Global Witness, an international anti-corruption organization, has condemned the recent arrest of Frontpage Africa staff and the newspaper’s subsequent closure.
The newspaper, Liberia’s largest daily newspaper, was on Monday, April 9, ordered closed by a civil law court at the Temple of Justice in Monrovia.
Simon Clydesdale of Global Witness noted in a press statement on Thursday, April 12 that despite staff being released shortly after and the newspaper reopening a day later, the heavy-handed and intimidating tactics severely undermine press freedom in Liberia and could even be illegal.
“It is also unclear why staff of the newspaper were temporarily arrested with no charges brought by the police,” he questioned.
The arrest of staff was not done by the police, as mentioned by Global Witness in its press statement, but rather sheriffs from the Civil Law Court.
“The decision of Judge Yamie Gbeisay to close the newspaper sends a chilling message to the Liberian press,” Clydesdale said.
“Defamation suits should not be used to silence the press, and in this case Frontpage Africa is being penalized months before the newspaper even has its first court date. The order to seize assets, including its office, must be rescinded immediately as should the performance bond imposed upon the paper,” Clydesdale stressed.
Clydesdale explained that under Liberia law, a court can only seize assets in a civil case if it has a “reasonable belief” that the plaintiff will win the case and that the defendant’s assets are hard to reach.

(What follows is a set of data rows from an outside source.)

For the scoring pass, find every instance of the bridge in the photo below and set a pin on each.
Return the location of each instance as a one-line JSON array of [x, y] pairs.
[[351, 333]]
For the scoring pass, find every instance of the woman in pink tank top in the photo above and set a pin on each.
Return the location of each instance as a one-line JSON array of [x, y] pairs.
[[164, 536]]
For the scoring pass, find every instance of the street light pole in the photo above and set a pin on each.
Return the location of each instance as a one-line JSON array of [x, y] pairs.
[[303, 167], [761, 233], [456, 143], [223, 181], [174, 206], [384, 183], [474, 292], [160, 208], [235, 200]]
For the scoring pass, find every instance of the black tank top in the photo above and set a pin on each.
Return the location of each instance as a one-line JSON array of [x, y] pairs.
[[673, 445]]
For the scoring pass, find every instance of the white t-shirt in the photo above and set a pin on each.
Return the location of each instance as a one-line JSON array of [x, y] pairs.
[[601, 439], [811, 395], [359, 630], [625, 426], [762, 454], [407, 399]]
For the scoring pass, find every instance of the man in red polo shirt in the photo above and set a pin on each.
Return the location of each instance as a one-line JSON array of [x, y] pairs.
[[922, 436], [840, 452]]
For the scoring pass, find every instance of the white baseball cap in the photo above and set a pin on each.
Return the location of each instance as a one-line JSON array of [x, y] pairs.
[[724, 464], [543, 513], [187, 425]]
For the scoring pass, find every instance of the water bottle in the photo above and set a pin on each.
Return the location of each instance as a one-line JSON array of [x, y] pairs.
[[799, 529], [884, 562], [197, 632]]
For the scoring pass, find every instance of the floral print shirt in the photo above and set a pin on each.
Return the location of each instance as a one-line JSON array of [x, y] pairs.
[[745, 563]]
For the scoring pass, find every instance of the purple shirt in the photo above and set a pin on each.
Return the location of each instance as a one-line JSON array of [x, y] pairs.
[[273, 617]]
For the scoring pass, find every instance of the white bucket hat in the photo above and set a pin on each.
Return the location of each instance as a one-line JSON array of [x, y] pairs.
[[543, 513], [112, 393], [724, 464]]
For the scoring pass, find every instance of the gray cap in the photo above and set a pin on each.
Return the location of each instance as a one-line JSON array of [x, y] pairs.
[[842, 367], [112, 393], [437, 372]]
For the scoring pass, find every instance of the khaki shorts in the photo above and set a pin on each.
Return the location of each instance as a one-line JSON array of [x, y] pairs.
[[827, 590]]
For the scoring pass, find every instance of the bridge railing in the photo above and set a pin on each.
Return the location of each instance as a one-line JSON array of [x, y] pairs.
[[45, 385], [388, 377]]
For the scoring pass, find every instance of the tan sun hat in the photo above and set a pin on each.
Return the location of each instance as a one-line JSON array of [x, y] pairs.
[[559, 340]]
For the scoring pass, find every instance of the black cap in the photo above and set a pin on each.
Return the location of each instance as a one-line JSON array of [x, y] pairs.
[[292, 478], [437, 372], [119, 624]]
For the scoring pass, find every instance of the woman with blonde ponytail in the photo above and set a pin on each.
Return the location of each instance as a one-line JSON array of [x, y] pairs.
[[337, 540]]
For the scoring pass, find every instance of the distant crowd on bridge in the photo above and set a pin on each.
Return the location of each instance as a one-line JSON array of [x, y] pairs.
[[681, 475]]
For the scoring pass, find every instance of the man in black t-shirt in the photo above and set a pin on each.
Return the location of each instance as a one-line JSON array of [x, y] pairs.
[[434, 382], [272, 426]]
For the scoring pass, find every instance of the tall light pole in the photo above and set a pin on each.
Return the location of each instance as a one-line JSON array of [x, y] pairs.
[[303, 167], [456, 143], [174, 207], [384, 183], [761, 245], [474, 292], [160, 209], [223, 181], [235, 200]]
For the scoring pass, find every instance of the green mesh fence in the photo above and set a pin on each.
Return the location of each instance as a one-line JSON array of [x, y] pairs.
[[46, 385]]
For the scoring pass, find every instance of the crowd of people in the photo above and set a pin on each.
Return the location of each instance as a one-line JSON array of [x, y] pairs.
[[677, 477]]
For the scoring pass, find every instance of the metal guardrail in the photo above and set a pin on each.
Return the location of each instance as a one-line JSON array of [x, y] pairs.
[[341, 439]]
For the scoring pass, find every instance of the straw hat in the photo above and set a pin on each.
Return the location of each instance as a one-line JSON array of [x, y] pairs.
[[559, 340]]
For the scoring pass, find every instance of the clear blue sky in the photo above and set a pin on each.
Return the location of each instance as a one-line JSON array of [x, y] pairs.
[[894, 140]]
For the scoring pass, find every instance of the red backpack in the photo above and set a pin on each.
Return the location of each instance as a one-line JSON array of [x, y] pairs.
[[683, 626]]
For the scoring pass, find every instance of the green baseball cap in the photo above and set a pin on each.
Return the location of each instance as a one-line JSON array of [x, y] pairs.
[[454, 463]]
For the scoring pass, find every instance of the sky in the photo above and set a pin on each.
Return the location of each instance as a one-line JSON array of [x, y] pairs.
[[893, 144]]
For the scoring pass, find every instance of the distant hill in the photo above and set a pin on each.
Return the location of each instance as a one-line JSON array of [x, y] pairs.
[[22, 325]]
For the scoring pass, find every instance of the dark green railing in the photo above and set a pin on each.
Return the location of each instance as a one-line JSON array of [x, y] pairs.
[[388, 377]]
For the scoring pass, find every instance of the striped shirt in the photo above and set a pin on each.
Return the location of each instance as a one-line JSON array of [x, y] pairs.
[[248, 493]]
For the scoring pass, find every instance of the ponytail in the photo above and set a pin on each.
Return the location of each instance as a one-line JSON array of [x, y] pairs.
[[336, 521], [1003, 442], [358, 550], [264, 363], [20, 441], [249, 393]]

“Closure of Frontpage Africa’s office clearly shows their assets are easy to access,” he said.
“The court order against Front Page Africa is only the most recent threat to independent Liberian voices since President George Weah took office in January of this year,” the Global Witness spokesperson said.
Clydesdale noted that the newspaper could only resume operations after it reportedly paid a US$5,000 performance bond to the court.
He noted that other media institutions that ran the advertisement that resulted in FrontPage’s closure have not faced court orders.
According to Clydesdale, the closure of the newspaper continues a worrying trend in which the independence of leading Liberian voices, including the Liberia Extractive Industries Transparency Initiative, are being threatened.
Clydesdale indicated that the Coalition for Democratic Change government has also recently undermined the independence of Liberia’s key transparency agency, the Liberia Extractive Industries Transparency Initiative, with Weah illegally firing Konah Karmo, head of the secretariat, and using the police to forcibly remove him from his office.
LEITI is a semi-autonomous agency whose multi-stakeholder steering group is empowered by law to appoint its head of secretariat, but the president directly appointed a new head of secretariat.
Weah has maintained that he broke no law by firing Karmo.
“Having this kind of intimidation imposed on LEITI endangers the independence critical to its mandate to scrutinize and report on the payments oil, logging, mining, and plantation companies make to the government,” Clydesdale said.